Rand Paul has issued a statement in response to his firing from the Washington Times for plagiarism.
My opponents have recently leveled a serious and baseless charge of plagiarism in my speeches and writings.
Plagiarism is the "wrongful appropriation" and "purloining and publication" of another author's "language, thoughts, ideas, or expressions," and the representation of them as one's own original work. The idea remains problematic with unclear definitions and unclear rules. The modern concept of plagiarism as immoral and originality as an ideal emerged in Europe only in the 18th century, particularly with the Romantic movement.
Plagiarism is considered academic dishonesty and a breach of journalistic ethics. It is subject to sanctions like expulsion.
Plagiarism is not a crime per se but in academia and industry it is a serious ethical offense, and cases of plagiarism can constitute copyright infringement.

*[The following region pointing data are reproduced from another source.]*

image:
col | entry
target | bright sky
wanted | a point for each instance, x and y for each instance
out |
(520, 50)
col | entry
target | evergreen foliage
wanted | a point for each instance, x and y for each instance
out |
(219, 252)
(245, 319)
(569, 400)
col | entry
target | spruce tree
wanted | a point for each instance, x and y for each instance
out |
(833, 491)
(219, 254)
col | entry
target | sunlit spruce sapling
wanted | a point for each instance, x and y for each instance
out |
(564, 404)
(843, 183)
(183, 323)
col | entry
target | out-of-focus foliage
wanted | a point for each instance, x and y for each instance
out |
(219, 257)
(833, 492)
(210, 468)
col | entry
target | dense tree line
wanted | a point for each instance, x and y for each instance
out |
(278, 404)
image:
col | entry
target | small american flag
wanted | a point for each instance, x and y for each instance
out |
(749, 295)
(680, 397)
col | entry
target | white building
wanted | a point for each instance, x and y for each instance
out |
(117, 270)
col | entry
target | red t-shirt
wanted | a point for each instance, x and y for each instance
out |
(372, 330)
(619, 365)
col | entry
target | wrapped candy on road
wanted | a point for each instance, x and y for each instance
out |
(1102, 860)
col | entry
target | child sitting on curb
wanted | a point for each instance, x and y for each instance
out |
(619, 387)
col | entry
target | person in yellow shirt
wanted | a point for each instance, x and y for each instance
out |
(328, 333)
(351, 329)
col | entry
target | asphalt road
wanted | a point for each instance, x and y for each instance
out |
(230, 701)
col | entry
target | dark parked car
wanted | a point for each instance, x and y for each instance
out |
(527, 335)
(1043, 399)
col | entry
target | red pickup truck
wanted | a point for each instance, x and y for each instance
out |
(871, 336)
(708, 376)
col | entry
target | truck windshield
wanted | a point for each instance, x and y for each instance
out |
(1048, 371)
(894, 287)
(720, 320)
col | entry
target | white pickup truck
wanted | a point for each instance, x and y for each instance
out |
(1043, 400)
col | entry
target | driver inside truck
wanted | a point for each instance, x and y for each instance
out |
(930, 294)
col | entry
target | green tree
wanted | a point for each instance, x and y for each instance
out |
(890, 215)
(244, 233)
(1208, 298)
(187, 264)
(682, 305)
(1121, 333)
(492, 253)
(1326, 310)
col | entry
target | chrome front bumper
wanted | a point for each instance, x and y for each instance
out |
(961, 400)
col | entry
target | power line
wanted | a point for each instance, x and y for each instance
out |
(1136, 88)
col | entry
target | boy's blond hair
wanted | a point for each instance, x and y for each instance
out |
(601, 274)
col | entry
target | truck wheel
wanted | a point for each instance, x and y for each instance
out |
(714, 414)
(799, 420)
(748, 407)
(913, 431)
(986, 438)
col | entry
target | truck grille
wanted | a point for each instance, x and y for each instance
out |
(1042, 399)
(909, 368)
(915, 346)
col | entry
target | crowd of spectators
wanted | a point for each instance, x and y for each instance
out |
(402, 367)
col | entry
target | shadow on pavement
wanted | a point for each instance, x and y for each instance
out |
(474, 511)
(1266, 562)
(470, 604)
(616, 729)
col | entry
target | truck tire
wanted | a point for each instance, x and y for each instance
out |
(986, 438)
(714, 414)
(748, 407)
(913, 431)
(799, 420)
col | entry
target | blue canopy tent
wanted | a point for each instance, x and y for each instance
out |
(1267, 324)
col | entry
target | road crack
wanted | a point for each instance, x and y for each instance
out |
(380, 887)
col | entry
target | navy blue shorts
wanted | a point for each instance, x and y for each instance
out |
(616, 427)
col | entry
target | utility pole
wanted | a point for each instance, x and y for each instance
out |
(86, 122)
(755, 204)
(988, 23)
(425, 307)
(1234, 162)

Also, free online tools are becoming available to help identify plagiarism, and there are a range of approaches that attempt to limit online copying, such as disabling right clicking and placing warning banners regarding copyrights on web pages. Instances of plagiarism that involve copyright violation may be addressed by the rightful content owners sending a DMCA removal notice to the offending site-owner, or to the ISP that is hosting the offending site.
See also 
Abuse of information
I appreciate the opportunity to quickly respond to these serious accusations.